Hommage à Sam Loyd (4.2/4)

Le n°32, intitulé La Stratégie 1867, était dédié « avec beaucoup de respect » à un certain M. Lequesne. On reste sceptique sur la sincérité de ce sentiment, quand on a trouvé la solution...

En 1961 et 1962, Europe Echecs avait commémoré le 50e anniversaire de la mort de Samuel Loyd (1841-1911), qui peut à bon droit passer pour le plus original des compositeurs.

Le problémiste français Roger Diot (1923-1981) s'était acquitté de ce devoir de mémoire en présentant une série de 32 diagrammes, « livrant un aperçu valable de la manière du Roi du problème ».

Ce dernier article traite à nouveau du thème des « Embuscades, farces et attrapes ». Voici quatre des œuvres les plus savoureuses du génial compositeur américain.

N°29

Commençons par une devinette : saurez-vous retrouver le dernier coup joué par les Blancs ?

Les Blancs viennent de donner échec, mais les trois hypothèses a7-a8♗+, bxa8♗+, bxc8♕ doivent être rejetées, car elles exigent un minimum de dix prises par les pions blancs. Ce qui, compte tenu de la présence de six pièces noires au diagramme, est incompatibles avec la capture « à domicile » du Fou f8.

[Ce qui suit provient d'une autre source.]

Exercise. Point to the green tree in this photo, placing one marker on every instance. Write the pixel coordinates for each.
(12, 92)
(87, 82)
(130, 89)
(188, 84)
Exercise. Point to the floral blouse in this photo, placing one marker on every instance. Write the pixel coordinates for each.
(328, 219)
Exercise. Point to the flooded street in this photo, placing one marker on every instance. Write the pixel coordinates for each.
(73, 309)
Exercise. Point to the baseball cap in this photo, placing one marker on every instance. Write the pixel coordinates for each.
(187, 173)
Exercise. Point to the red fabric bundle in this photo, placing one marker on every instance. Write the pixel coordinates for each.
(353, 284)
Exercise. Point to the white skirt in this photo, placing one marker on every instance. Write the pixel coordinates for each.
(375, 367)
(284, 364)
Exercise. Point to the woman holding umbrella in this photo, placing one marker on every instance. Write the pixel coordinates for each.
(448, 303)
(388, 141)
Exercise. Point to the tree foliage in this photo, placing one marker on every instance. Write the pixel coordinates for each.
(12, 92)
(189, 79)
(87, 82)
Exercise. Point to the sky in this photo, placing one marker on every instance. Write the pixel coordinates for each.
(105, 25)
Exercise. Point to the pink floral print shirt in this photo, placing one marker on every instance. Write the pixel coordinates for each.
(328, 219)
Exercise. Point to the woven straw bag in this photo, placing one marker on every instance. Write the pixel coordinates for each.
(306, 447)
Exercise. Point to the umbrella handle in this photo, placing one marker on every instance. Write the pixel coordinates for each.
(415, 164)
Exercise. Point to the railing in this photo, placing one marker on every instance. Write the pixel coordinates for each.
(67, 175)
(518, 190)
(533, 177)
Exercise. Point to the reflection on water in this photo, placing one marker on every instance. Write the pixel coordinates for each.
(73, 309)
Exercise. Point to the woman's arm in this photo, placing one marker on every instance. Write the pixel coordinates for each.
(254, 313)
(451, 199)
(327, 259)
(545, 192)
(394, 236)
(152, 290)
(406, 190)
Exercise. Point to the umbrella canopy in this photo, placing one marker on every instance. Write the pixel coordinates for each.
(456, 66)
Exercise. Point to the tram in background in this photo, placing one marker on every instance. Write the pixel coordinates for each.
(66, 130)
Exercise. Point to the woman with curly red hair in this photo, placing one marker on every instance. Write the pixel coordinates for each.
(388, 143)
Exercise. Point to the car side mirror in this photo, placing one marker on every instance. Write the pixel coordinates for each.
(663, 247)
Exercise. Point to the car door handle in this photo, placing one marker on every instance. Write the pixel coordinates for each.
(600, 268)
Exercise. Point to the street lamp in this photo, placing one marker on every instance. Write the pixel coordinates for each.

On ne peut retenir non plus le coup ♔f3-g3+, puisque le Roi blanc en f3 se serait trouvé sous un double échec (Dame et Tour) non produit par le jeu d'une batterie. Il reste heureusement une dernière hypothèse, la bonne !

Un Fou « claquemuré » et un Roi à la troisième rangée de son camp : deux indices devenus familiers aux amateurs d'analyse rétrograde - mais en 1891 !

N°30

Ce problème recèle un piège subtil. Le coup de clé doit libérer la case d5, en vue de la menace longue 2.♗d5 et 3.♘d6 mat. Mais la case d'arrivée du Cavalier n'est pas indifférente, car en jouant 1...g1♗!, les Noirs préparent l'immobilisation totale de leurs pièces après 2. ♗d5 (pat).

N°31

La clé est typiquement « Loydesque » : pourquoi donc mettre sur a8 un Cavalier complètement hors jeu ?

N°32

Ce problème était dédié « avec beaucoup de respect » à un certain M. Lequesne. On reste sceptique sur la sincérité de ce sentiment quand on a trouvé la solution... On peut, pour le moins affirmer que ce respect n'était pas exclusif de malice !

Solutions

N°29 - US Chess Association, Lexington 1891

Rétrogradant de deux temps, on place un pion noir en f4 et un pion blanc en g2. Dans cette position, la Dame noire vient de donner échec. Les Blancs parent en jouant 1.g4, à quoi les Noirs répondent par 1...fxg3+ en passant : le double échec que reçoit le Roi blanc en f3 est cette fois explicable sans infraction aux lois du jeu ! Les Blancs le parent en jouant 2.♔xg3+, ce qui redonne bien la position du diagramme et constitue la seule réponse à la question posée.

N°30 - US chess Association, Saint-Louis 1889

Seule la clé 1.♘b4!, mobilisant le pion c5, supprime la possibilité de l'énoncé, suivie du mat en deux : par exemple 1...gxf1♕ 2.♗d5 -- 3.♘d6#.

On notera là encore l'illégalité (absolue) de la position : les pions noirs ont fait au minimum six prises, et il ne manque que cinq pièces blanches.

N°31 - Holyoke Transcript 1876

1.bxa8♔xg2, le pion a7 (qui lui doit se promouvoir en Dame !) serait perdu si le coup 2.♘b6! n'interceptait pas le Fou g1 décloué.

N°32 - La Stratégie 1867

1.♕g4+ f5 2.gxf6# en passant : un mat à la découverte peu banal.